Step 2: Advanced Diagnosis (Internal Problem) : Defiling from the Inside
Jesus points out to them that God is concerned with the inside, not the outside. Jesus works to bring the inside out, so that we can see what God sees. This exposes our hearts, and our hearts are not clean. Our neat distinctions between those who are clean and those who are defiled get blurry because the same stuff comes out of each heart. Jesus keeps pulling out a long string: sexual immorality, theft, killing, adultery, greed, wickedness, deceit, indecency, an evil eye, blasphemy, arrogance, foolishness, and on and on. It seems that our hearts look pretty much alike; we have uncleanness in common, and it is contagious. What we do defiles and hurts others.

Step 3: Final Diagnosis (Eternal Problem) : The contagion must be stopped
To listen to Jesus’ list of germs of the heart is to hear each of the commandments of God being broken. The tradition that God handed down has not been kept. Up to this point in Mark’s gospel, Jesus has been busy with unclean people. He has been casting out unclean spirits, healing, and raising the dead. Now it becomes clear that an unclean spirit must be taken out of our hearts to stop their pumping out uncleanness. But this heart stoppage is fatal to the unclean heart.

PROGNOSIS: Spreading Cleanness

Step 4: Initial Prognosis (Eternal Solution) : Receiving a New, Clean Heart
We try to stop Jesus’ heart before he can stop ours. Those whose hearts Jesus has exposed put him to death as a sinner. In Mark’s gospel, Jesus has become so accustomed to erasing the boundary between the clean and the unclean that he dies uncertain of his own cleanliness, holding all things in common with us. Martin Luther called Jesus on the cross “the only sinner” in the world because he shared the sin of all (Luther, Lectures on Galatians, 1535, vol. 26 of Luther’s Works, American Edition [St. Louis: Concordia Publishing House, 1963], pp. 280-281). But his resurrection demonstrated that his cleanliness is more powerful than our uncleanliness. Jesus’ cleanness is so contagious that it infected his heart when it was so full of our unclean spirit and made our hearts new and living with God’s Holy Spirit. From out of the heart of the resurrected Jesus, the Holy Spirit does her contagious internal work, spreading heart to heart, words to ears.
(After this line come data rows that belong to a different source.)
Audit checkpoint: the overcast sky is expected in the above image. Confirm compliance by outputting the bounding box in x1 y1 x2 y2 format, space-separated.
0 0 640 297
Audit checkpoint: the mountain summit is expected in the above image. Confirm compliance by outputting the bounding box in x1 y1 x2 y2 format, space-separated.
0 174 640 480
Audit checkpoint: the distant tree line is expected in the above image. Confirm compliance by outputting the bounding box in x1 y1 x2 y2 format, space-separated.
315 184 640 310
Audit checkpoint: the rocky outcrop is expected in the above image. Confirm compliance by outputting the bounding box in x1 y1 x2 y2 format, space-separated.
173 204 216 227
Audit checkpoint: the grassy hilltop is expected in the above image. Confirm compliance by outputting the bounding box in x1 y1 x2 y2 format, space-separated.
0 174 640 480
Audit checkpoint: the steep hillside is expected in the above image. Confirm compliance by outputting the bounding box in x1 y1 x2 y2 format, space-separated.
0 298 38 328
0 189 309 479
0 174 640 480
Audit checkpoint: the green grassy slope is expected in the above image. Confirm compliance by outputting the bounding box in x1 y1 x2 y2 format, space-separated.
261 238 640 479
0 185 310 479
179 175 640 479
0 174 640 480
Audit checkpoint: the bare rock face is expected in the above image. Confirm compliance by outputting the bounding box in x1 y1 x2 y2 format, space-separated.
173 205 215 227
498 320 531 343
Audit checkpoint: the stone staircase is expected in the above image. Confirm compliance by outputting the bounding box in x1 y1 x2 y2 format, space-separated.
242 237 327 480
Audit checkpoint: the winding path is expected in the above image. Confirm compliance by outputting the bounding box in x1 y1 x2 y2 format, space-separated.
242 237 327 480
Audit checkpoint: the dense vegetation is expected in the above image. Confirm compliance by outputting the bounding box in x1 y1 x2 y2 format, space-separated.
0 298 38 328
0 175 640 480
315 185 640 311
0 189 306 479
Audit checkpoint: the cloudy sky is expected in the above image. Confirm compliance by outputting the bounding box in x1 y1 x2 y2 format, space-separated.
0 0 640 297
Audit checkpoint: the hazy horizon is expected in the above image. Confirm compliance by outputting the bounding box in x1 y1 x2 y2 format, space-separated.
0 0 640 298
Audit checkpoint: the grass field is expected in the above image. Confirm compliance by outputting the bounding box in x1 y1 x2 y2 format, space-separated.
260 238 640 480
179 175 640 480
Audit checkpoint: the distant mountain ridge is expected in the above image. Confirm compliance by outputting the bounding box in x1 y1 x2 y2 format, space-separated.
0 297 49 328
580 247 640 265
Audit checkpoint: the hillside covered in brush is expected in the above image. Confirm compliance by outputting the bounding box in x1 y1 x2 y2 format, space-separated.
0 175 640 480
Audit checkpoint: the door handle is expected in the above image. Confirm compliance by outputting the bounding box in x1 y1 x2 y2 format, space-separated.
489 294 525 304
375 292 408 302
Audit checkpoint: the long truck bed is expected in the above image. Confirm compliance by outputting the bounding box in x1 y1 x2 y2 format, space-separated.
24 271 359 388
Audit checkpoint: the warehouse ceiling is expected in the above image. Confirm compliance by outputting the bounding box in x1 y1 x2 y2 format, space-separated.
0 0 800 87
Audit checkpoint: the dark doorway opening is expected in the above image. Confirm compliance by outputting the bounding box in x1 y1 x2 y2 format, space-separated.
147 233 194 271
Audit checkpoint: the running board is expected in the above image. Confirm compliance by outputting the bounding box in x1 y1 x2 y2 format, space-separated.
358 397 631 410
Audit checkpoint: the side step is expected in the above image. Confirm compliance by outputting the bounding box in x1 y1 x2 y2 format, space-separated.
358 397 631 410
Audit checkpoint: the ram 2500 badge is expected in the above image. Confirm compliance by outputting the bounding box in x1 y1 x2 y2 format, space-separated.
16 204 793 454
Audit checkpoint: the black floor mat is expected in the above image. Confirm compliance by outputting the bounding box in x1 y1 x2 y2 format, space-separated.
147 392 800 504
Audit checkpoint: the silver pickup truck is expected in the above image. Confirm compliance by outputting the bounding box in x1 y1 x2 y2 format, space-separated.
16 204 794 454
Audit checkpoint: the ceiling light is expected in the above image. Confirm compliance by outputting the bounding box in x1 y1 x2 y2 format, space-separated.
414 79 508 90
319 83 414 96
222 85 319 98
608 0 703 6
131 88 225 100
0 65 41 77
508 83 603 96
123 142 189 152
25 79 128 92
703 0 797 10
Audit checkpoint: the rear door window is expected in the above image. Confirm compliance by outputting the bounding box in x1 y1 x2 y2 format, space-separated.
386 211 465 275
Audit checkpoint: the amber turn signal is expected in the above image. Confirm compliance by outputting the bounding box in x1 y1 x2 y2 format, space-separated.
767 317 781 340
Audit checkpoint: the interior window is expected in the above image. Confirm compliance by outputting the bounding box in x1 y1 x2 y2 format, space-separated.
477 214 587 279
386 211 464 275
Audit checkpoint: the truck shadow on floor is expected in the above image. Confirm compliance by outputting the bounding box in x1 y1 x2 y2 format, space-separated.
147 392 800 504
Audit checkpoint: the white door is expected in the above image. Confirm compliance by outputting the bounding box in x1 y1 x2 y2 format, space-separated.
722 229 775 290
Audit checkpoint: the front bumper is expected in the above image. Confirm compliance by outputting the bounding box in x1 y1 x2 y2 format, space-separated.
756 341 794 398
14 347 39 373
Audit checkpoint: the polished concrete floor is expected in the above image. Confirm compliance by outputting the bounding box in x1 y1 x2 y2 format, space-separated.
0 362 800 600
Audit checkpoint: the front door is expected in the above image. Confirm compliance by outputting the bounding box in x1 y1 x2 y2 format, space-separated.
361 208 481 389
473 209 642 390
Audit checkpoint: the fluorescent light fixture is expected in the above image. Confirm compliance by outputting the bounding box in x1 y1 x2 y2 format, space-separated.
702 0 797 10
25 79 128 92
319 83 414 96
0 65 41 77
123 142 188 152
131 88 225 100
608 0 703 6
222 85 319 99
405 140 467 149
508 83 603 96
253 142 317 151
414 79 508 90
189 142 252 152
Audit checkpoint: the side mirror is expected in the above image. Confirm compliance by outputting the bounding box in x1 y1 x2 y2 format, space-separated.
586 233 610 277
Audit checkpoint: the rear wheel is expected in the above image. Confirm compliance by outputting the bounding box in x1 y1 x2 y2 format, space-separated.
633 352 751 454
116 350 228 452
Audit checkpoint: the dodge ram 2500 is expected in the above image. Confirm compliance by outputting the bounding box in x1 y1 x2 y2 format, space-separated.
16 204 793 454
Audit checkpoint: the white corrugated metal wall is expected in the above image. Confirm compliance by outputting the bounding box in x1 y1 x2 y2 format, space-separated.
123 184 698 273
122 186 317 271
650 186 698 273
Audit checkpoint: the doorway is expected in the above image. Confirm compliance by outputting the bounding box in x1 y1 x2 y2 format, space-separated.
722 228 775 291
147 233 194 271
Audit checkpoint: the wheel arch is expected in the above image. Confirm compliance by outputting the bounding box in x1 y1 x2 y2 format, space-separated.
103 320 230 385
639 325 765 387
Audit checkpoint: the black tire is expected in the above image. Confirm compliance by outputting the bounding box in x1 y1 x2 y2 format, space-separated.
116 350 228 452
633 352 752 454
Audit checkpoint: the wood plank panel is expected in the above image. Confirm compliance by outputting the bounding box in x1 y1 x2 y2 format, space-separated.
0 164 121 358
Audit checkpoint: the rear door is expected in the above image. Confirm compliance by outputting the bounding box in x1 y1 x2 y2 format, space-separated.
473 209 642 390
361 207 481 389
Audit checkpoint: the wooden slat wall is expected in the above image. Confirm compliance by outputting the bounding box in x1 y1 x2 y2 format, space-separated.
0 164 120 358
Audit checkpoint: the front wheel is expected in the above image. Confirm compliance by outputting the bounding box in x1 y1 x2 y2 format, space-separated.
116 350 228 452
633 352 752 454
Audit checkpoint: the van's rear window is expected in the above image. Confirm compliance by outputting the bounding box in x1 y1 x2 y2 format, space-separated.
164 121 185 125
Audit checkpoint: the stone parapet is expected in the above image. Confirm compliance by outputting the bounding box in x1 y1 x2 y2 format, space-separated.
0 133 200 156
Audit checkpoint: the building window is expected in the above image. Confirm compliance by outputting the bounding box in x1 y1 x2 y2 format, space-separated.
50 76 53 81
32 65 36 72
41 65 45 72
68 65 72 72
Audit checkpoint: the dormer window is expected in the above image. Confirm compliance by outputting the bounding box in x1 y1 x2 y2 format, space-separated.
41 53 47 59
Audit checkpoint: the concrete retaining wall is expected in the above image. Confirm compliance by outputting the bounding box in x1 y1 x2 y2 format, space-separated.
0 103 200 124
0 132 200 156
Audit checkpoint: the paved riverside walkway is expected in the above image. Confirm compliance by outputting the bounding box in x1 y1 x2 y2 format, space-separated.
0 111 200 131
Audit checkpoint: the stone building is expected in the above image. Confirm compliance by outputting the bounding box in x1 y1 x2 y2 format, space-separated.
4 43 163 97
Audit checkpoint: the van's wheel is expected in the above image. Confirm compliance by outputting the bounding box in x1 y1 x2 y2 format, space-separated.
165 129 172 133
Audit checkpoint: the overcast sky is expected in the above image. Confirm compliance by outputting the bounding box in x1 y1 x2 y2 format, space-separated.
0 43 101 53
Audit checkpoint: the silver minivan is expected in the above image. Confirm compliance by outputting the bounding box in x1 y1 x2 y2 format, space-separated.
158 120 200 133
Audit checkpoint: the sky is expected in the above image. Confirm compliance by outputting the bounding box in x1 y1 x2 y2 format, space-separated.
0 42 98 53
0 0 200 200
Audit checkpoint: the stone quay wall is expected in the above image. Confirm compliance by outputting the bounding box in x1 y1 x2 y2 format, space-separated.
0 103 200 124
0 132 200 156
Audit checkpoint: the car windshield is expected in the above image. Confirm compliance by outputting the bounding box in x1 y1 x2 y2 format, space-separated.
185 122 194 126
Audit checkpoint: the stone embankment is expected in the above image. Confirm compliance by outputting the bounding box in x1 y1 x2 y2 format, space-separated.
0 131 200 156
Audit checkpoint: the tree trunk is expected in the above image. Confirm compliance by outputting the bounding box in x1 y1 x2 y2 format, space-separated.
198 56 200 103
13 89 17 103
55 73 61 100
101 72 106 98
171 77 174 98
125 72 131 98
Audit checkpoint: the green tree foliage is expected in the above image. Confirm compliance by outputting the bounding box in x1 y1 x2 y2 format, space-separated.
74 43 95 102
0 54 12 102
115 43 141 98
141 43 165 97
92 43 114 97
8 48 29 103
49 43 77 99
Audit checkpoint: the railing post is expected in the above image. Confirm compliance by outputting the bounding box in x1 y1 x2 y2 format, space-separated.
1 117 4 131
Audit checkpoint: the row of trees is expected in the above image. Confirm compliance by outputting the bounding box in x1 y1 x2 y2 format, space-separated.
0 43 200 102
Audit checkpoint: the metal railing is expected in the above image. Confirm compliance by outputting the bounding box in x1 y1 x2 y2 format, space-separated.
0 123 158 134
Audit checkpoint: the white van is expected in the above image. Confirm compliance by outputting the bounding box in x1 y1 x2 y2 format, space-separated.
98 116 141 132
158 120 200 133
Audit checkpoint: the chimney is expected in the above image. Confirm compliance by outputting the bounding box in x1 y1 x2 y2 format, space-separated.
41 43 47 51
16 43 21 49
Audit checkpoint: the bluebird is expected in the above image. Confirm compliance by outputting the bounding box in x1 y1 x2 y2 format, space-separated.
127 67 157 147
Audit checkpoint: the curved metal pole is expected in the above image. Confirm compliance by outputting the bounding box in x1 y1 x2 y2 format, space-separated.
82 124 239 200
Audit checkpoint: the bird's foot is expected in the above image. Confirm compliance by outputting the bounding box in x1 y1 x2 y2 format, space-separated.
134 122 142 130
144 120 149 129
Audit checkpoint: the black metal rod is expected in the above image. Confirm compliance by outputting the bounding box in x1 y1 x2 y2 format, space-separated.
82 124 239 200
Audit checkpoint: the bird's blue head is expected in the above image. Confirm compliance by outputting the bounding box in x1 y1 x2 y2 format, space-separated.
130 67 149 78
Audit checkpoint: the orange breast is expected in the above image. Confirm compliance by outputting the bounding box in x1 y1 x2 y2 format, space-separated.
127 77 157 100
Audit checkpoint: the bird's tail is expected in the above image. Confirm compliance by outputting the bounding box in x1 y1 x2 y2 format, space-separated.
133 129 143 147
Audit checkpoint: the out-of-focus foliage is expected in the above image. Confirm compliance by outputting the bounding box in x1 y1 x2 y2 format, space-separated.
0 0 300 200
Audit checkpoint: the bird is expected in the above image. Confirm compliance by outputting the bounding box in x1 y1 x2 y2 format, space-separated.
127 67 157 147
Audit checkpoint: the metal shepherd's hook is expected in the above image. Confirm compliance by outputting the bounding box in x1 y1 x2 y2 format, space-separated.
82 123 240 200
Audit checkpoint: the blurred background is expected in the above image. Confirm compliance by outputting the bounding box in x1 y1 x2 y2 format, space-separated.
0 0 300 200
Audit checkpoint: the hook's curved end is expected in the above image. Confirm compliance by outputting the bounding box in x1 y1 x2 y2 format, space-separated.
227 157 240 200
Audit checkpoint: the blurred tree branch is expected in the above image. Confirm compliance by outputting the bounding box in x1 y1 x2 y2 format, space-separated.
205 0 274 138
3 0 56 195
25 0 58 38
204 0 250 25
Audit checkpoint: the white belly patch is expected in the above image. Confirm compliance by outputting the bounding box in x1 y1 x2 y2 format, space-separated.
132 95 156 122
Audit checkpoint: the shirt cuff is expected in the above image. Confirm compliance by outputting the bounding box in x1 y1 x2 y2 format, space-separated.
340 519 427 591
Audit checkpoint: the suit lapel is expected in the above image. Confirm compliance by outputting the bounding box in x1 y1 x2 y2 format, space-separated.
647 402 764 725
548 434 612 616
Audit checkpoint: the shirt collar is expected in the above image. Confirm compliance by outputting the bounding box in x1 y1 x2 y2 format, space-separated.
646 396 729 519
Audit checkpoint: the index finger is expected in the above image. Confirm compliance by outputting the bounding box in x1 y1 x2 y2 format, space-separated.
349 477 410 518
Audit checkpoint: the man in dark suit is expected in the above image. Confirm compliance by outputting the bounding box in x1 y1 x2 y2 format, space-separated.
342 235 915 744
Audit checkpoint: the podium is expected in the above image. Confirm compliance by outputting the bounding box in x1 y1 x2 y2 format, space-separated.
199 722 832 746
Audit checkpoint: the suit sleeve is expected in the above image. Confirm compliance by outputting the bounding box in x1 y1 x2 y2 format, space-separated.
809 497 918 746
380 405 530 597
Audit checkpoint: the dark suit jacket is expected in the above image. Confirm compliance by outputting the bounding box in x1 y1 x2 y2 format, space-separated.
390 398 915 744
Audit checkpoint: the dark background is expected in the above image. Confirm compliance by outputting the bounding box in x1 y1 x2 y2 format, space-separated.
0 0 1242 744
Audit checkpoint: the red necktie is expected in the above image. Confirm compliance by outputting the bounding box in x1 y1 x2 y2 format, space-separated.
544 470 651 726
Step 5: Advanced Prognosis (Internal Solution) : Cleansing from the Inside
James calls Jesus “the implanted word” (James 1:21). His goodness is an inner contagion that gives us a new birth, baptizing not our dishes (the Pharisees and scribes washed their cups and bowls to stay clean) but our hearts. Jesus continues his custom of making all things common, the unclean and the clean. He shares our uncleanness and we share his cleanness, and his cleanness is stronger than our uncleanness. That is how he and we can now be so confident that when he is with and in us, we are clean in God’s eyes.

Step 6: Final Prognosis (External Solution) : Keeping Unclean Hands
If Jesus has been so free from the anxiety of keeping himself clean that he has shared our uncleanness to death in order to infect us with his cleanness, then no wonder his disciples feel free to forget to wash their hands. They are no longer thinking about who is clean and who is not and how they can stay on the clean side of that calculation. Jesus gave his disciples authority over unclean spirits, too (Mark 6:7), and so we are sent out to handle what is unclean with Jesus’ cleansing life. Will we be defiled in the process? Absolutely. But we know what to do with that; it goes with Jesus to the cross to get sanitized in his risen life for us and for others.